Da quanto risulta, l’indagine elvetica si è limitata a chiedere alle banche di segnalare l’esistenza di conti intestati a Scimonelli e ad altre persone arrestate in Sicilia. Nessun approfondimento, quindi, sui probabili schermi societari che potrebbero essere stati utilizzati da Messina Denaro, il cui patrimonio è stimato dalla stampa italiana in 4 miliardi di euro. Una persona vicina alle indagini ci ha dichiarato che l’inchiesta svizzera «non avrebbe dovuto essere chiusa» e che «si sarebbe potuto fare molto di più». Certo, un’indagine chiusa può sempre essere riaperta, ma è lampante che così facendo le investigazioni sono state completamente interrotte. Non sappiamo se, dall’antenna di Lugano dell’MPC, si è semplicemente eseguito un ordine venuto da Berna. Proprio in quel periodo, infatti, l’allora Procuratore federale Michael Lauber si era imbarcato in complicate e prestigiose indagini finanziarie internazionali (come l’affare Petrobras o il Fifagate) o di lotta al terrorismo jihadista, disinteressandosi forse un po’ dal perseguire la criminalità organizzata di stampo mafioso. Le brucianti scottature in affari precedenti – su tutti la cosiddetta inchiesta Quatur e il “sogno” infranto di una maxi processo alla ticinese – avevano certamente lasciato il segno.
Tantomeno si è voluti approfondire altre possibili piste investigative, come quelle che portano ad un imprenditore d’origine calabrese attivo nella costruzione in Vallese.

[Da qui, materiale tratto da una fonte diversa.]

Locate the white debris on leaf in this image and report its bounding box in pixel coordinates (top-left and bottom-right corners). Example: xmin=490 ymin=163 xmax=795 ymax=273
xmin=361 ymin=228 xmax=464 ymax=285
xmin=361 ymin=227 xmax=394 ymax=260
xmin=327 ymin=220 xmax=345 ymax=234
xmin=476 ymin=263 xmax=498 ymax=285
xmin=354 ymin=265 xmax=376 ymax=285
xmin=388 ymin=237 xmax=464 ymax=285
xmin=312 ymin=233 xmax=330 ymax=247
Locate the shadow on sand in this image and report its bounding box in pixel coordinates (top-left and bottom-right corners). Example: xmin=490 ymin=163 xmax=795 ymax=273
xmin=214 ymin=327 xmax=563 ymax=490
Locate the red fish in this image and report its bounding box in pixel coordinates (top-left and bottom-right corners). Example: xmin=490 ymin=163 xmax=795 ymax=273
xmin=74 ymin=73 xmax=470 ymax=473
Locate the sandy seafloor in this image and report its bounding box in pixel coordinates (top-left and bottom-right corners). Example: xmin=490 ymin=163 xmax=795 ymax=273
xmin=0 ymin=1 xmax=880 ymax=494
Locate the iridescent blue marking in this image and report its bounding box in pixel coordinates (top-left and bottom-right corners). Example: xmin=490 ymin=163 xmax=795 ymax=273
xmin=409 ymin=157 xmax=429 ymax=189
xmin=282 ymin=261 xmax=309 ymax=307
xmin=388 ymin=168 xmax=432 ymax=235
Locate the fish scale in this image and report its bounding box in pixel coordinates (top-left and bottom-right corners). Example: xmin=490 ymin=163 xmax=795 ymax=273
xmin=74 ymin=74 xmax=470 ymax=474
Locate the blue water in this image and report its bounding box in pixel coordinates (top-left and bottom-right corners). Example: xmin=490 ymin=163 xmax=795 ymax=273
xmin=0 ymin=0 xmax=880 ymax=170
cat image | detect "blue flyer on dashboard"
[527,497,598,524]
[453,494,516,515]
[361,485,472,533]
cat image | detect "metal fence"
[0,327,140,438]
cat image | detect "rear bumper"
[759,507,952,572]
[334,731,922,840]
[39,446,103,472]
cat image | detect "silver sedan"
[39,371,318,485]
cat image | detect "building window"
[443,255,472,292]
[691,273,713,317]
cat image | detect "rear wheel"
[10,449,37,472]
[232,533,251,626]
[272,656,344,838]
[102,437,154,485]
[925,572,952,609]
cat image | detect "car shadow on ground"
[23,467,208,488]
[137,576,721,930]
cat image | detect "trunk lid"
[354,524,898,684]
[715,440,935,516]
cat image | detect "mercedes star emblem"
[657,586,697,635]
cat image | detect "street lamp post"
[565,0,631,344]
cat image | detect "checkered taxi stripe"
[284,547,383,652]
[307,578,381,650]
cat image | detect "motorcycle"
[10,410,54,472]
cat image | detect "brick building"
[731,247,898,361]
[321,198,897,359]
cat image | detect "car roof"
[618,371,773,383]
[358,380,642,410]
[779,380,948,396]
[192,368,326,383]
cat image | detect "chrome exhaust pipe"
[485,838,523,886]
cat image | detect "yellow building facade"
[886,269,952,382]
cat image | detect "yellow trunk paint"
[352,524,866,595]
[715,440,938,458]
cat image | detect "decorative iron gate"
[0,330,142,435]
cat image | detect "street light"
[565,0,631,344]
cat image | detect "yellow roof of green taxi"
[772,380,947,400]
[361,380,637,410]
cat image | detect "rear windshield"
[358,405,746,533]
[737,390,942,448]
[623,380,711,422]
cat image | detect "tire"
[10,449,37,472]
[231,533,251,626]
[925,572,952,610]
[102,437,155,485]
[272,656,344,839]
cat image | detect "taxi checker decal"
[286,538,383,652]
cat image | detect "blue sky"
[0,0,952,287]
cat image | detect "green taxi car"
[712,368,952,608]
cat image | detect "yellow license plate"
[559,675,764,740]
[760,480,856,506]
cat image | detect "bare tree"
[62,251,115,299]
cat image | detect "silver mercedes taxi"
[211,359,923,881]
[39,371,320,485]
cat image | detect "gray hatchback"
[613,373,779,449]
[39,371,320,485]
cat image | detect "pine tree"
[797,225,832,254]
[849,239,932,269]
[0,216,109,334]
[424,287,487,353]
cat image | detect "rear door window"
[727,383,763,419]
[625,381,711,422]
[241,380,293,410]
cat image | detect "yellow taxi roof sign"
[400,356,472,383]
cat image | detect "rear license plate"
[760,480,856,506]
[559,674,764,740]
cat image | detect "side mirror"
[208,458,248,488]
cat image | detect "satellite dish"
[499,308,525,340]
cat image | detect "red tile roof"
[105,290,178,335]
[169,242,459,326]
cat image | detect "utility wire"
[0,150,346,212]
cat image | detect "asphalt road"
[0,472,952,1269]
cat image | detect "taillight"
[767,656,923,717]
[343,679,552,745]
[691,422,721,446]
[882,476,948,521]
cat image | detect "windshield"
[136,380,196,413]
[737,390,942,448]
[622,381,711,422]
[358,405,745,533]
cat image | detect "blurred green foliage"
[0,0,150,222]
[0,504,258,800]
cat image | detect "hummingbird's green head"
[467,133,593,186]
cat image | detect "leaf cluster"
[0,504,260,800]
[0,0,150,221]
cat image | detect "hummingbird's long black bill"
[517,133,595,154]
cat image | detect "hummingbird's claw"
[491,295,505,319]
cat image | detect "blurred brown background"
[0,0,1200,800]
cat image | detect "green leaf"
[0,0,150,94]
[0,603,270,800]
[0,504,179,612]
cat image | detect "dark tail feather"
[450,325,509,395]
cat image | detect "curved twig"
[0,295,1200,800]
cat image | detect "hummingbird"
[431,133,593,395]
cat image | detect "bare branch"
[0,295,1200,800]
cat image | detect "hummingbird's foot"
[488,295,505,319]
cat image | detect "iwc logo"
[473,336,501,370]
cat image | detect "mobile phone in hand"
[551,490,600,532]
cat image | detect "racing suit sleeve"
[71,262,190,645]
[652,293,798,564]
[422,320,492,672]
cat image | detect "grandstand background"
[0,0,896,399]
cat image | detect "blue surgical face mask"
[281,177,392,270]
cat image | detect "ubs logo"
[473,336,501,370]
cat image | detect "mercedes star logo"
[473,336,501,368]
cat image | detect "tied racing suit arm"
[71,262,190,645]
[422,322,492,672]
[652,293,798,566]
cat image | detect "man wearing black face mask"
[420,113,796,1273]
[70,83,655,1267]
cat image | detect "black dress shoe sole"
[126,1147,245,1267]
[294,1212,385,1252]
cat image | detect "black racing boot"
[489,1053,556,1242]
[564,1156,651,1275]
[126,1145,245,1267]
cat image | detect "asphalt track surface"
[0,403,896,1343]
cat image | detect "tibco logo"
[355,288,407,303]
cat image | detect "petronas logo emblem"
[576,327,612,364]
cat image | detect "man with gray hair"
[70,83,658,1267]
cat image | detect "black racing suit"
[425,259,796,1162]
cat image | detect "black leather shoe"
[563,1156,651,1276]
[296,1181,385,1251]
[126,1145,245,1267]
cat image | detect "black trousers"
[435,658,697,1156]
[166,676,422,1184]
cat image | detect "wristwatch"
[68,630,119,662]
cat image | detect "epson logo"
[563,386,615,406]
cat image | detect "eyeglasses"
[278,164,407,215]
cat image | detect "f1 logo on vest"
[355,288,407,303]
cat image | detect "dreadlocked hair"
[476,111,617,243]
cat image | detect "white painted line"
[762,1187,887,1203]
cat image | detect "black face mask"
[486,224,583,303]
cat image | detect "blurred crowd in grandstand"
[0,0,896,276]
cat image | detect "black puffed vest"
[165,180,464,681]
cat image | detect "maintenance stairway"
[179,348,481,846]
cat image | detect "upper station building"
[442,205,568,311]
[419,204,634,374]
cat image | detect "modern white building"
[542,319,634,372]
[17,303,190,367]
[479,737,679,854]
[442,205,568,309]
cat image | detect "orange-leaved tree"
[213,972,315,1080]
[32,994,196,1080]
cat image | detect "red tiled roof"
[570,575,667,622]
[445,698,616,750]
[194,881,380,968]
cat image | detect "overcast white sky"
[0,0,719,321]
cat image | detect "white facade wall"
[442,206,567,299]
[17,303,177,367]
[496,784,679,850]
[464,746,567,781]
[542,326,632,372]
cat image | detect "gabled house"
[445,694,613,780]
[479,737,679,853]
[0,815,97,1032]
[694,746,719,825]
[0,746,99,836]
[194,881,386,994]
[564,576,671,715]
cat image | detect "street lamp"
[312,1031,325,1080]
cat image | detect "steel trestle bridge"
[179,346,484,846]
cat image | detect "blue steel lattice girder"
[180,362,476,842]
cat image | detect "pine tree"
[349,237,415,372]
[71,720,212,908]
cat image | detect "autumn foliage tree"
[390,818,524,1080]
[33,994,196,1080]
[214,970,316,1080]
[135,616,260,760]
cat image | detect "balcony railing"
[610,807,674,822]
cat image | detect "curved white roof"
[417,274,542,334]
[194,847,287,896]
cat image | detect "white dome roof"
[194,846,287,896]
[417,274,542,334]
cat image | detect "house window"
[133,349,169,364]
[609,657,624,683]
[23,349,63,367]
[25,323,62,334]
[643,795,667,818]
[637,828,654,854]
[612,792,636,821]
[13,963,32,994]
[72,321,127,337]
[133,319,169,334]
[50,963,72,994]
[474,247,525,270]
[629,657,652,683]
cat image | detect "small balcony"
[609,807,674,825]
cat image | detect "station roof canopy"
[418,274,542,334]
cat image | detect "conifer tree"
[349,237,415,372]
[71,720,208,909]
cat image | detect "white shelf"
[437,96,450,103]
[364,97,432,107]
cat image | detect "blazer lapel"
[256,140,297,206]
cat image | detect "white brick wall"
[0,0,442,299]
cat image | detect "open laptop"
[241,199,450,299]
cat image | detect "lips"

Costruendo ponti e scavando gallerie, la ditta da lui diretta ha ottenuto decine di milioni di franchi in appalti pubblici. Appalti che – questo era il sospetto – sembravano essere stati truccati. Nel marzo 2016, l’uomo viene arrestato poiché sospettato di avere corrotto due funzionari dell’Ufficio federale delle strade (USTRA), anch’essi finiti in carcere. L’indagine si è conclusa nel 2021: i due funzionari sono stati condannati per accettazione di vantaggi, ma l’inchiesta sull’imprenditore italiano è stata abbandonata. Non si è riusciti a provare che l’uomo fosse consapevole dell’illegalità dei vantaggi concessi ai funzionari federali e che avesse l’intenzione di influenzarli o di danneggiare gli interessi pubblici.
L’inchiesta, però, non ha considerato alcuni altri aspetti inquietanti. Ed è qui entra in gioco Messina Denaro. Il nome dell’imprenditore– che non è mai stato condannato per reati di mafia – compare in alcune indagini italiane sulla criminalità organizzata. In una di esse – quella che ha portato alla condanna di Giuseppe Nastasi e Liborio Pace per avere agevolato le infiltrazioni mafiose per i lavori dell’Expo 2015 di Milano – il “vallesano” viene accostato al boss di Cosa Nostra. Nella sentenza di condanna del Tribunale di Milano, il suo nome viene citato 35 volte. Secondo uno dei condannati, l’uomo avrebbe sostituito Domenico Scimonelli – nel frattempo condannato all’ergastolo – come referente al Nord. Commentando l’arresto di Scimonelli, uno dei due condannati aveva dichiarato che «qualcun altro si era reso disponibile», ovvero il “vallesano”, che i due avevano incontrato il giorno prima. Una pista, questa, che non è mai stata approfondita.